Bisnis.com, JAKARTA - Komisi Pemberantasan Korupsi (KPK) tengah menggali adanya indikasi permintaan pihak-pihak tertentu untuk mengubah aturan tata ruang Bekasi. Hal tersebut, bertujuan mempermudah perizinan proyek Meikarta.
"Apakah ada atau tidak aliran dana untuk revisi Perda tentang tata ruang tersebut, tentu juga menjadi perhatian KPK," ujar Juru Bicara KPK Febri Diansyah, Senin (3/12/2018).
Hari ini KPK mengagendakan pemeriksaan terhadap enam orang di mana dua di antaranya diperiksa sebagai sebagai tersangka dalam kelanjutan proses penyidikan kasus dugaan suap perizinan proyek Meikarta di Kabupaten Bekasi.
Empat orang saksi diperiksa untuk tiga orang tersangka, yakni Dewi Tisnawati (Kepala Dinas DPMPTSP Kabupaten Bekasi), Neneng Rahmi (Kepala Bidang Tata Ruang Dinas PUPR Kabupaten Bekasi), dan Taryudi (Konsultan Lippo Grup).
Berikut nama-nama terperiksa untuk kasus dugaan suap Meikarta:
• Ida Basuki, staf Dinas PMPTSP
• Jejen Sayuti, Pimpinan DPRD Bekasi
• Waras Wasisto, DPRD Provinsi Jawa Barat
• Taryudi, Konsultan Lippo Grup
• Henry Jasmen, Pegawai Lippo Grup
• Fitra Djaja Kusuma, Konsultan Lippo Grup
Pada pemeriksaan beberapa waktu lalu, KPK melakukan konfirmasi dan pendalaman terkait dengan beberapa keterangan terkait dengan kewenangan Bupati Bekasi dalam proses perizinan Meikarta. KPK juga mempertajam dan memperdalam dugaan pelanggaran aturan yang terjadi.
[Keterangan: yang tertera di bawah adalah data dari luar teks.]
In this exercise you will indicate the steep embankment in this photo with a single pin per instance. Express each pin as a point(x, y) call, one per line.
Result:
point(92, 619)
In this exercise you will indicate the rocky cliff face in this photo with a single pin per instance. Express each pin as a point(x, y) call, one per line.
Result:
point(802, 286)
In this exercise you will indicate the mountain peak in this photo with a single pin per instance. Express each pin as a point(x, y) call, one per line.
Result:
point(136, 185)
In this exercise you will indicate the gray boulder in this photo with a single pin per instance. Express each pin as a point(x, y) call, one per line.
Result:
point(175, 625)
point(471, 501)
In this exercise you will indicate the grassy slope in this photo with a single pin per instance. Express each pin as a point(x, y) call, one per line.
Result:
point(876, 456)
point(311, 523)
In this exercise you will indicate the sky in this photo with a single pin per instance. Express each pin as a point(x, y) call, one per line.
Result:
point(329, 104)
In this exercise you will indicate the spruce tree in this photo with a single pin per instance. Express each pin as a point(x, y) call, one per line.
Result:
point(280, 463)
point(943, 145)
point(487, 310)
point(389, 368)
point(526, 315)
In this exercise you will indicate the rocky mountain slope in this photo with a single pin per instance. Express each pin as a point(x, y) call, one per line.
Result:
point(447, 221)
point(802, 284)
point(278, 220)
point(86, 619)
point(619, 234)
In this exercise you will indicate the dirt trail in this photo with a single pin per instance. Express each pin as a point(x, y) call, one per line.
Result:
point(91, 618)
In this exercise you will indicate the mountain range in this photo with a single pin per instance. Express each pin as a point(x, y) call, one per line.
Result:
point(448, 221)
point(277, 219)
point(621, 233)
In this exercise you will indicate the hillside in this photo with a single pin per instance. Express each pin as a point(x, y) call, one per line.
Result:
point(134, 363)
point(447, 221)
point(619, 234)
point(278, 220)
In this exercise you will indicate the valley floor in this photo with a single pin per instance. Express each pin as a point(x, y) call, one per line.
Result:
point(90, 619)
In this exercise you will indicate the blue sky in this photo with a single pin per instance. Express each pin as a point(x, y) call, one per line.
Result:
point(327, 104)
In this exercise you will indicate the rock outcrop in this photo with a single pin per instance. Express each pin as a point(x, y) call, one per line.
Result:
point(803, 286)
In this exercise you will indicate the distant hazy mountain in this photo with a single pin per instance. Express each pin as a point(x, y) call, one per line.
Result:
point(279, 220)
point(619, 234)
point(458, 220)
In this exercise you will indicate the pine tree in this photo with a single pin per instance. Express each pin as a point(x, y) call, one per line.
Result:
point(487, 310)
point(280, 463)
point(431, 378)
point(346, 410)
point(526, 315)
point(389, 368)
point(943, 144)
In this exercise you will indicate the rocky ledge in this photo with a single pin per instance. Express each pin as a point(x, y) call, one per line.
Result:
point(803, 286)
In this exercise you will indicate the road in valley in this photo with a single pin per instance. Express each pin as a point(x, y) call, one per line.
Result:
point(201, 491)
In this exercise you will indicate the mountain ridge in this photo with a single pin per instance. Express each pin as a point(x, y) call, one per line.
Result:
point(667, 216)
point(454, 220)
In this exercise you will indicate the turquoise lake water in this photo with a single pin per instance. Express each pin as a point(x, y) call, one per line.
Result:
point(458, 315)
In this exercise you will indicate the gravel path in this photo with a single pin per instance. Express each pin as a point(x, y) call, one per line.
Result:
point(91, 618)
Sembilan orang telah ditetapkan sebagai tersangka, yaitu sebagai pihak pemberi, Billy Sindoro, Direktur Operasional PT Lippo Grup; Taryudi, Konsultan Lippo Grup; Fitra Djaja Kusuma, Konsultan Lippo Grup; dan Henry Jasmen, Pegawai Lippo Grup.
Sebagai pihak penerima ditetapkan tersangka sebagai berikut, yaitu Neneng Hasanah Yasin, Bupati Bekasi; Jamaludin, Kepala Dinas PUPR Kabupaten Bekasi; Sahat MBJ Nahor, Kepala Dinas Pemadam Kebakaran Kabupaten Bekasi; Dewi Tisnawati, Kepala Dinas DPMPTSP Kabupaten Bekasi; dan Neneng Rahmi, Kepala Bidang Tata Ruang Dinas PUPR Kabupaten Bekasi.
Pihak yang diduga penerima disangkakan melanggar Pasal 12 huruf a atau Pasal 12 huruf b atau Pasal 11 atau Pasal 12 B Undang-Undang Nomor 31 Tahun 1999 tentang Pemberantasan Tindak Pidana Korupsi sebagaimana telah diubah dengan Undang Undang Nomor 20 Tahun 2001 juncto Pasal 55 ayat (1) ke-1 KUHP juncto Pasal 64 ayat (1) KUHP.
Khusus untuk Jamaludin, Sahat MBJ Nahor, Dewi Tisnawati, dan Neneng Rahayu disangkakan melanggar Pasal 12 huruf a atau Pasal 12 huruf b atau Pasal 11 Undang-Undang Nomor 31 Tahun 1999 tentang Pemberantasan Tindak Pidana Korupsi sebagaimana telah diubah dengan Undang-Undang Nomor 20 Tahun 2001 juncto Pasal 55 ayat (1) ke-1 KUHP juncto Pasal 64 ayat (1) KUHP.
Sementara itu, pihak pemberi disangkakan melanggar pasal 5 ayat (1) huruf a atau pasal 5 ayat (1) huruf b atau Pasal 13 Undang-Undang Nomor 31 Tahun 1999 tentang Pemberantasan Tindak Pidana Korupsi sebagaimana telah diubah dengan Undang-Undang Nomor 20 Tahun 2001 juncto Pasal 55 ayat (1) ke-1 KUHP juncto Pasal 64 ayat (1) KUHP.